CERCOPAN is a conservation charity operating in Cross River State, South-eastern Nigeria, the location of the oldest and most biodiverse rainforests in Africa. Over 60% of the country’s endangered plant and animal species occur here. This includes 132 tree species listed by the World Conservation Monitoring Centre as globally threatened. It is also a centre of endemism for birds and amphibians, and harbours the highest density of butterfly species (>1,000) in Africa. Most importantly for our work, Cross River has the highest diversity of primates (18 species) recorded anywhere in Africa, including the critically endangered Cross River Gorilla, and the most endangered of the chimpanzee subspecies.
However, this biodiversity jewel is under the most severe of threats. Nigeria has the world’s highest rate of deforestation of primary forests. According to FAO, Nigeria lost 56% of its remaining forest between 2000-2005, and current deforestation is proceeding at more than 3% per year. If environmental degradation in Nigeria continues at this pace, the consequences will be disastrous for its unique wildlife. Approximately 70% of rainforest community inhabitants are entirely reliant on the forest for their livelihoods, food, shelter and medicines, and the threat to their future is no less than for wildlife. With the majority earning less than $300 a year, through slash and burn farming and logging they are destroying the very forests on which their lives depend, often unaware of the disastrous consequences, or the fact that there are alternatives.

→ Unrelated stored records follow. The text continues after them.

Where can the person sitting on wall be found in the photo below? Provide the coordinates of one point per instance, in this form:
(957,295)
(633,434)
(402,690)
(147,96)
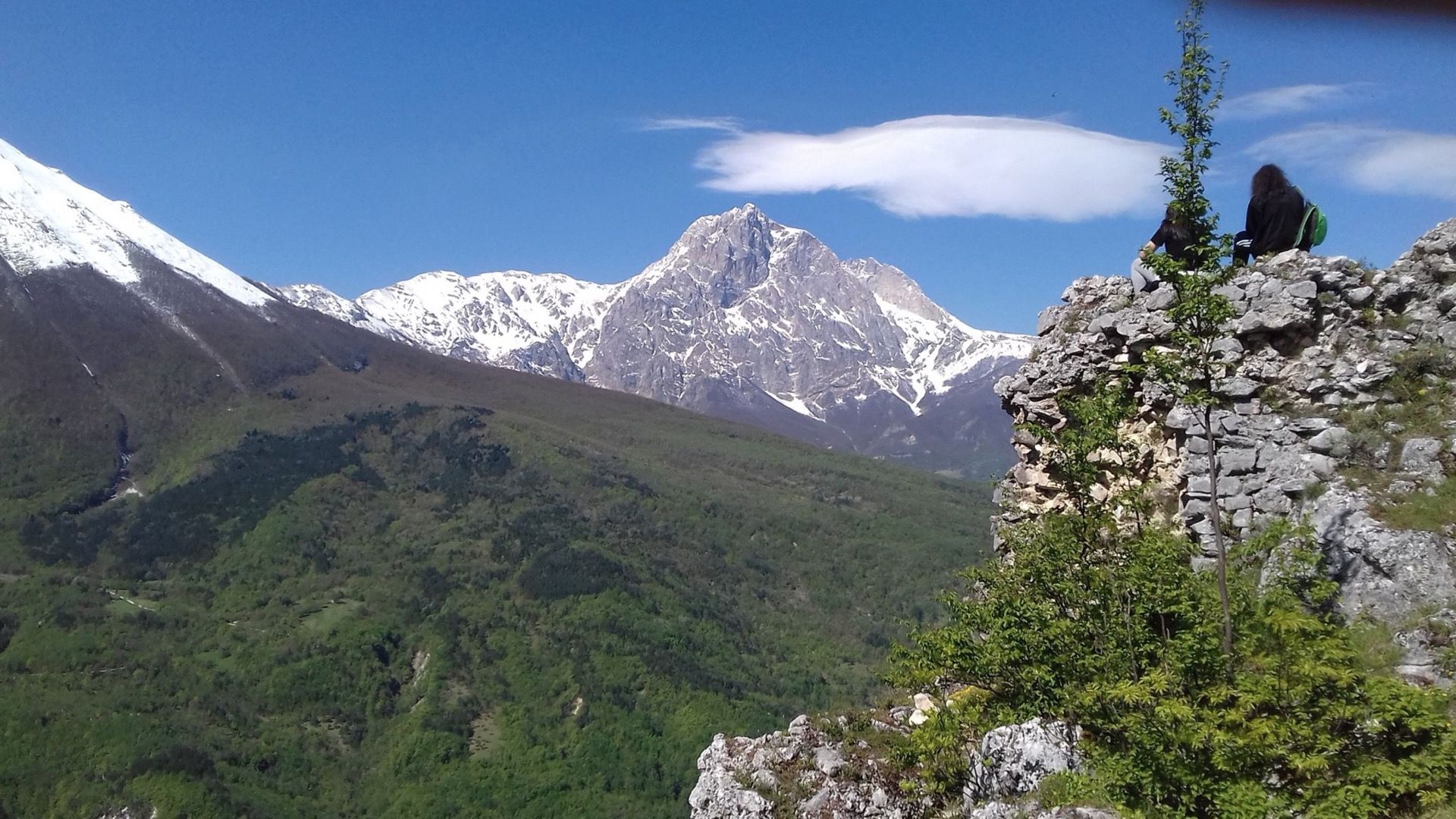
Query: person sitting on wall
(1274,219)
(1174,237)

Unless strategies are put in place to educate the public on the importance and advantages of conservation, build the capacity of those charged with protecting the environment and find financially viable alternatives to forest exploitation, the survival potential of the Cross River State rainforest in the next thirty years is very low. If action is not taken and the forests are lost, previously self-sufficient people will migrate to urban areas looking for work, squatter communities will multiply, and poverty, disease and hunger will soar. The State will not only have lost a huge irreplaceable biological treasure, but will also be facing a humanitarian crisis.
With our expertise in environmental conservation, specialisation in primates, and proven track record, we are among those leading the effort to ensure that the forests of Cross River are conserved into the future for its people and its primates.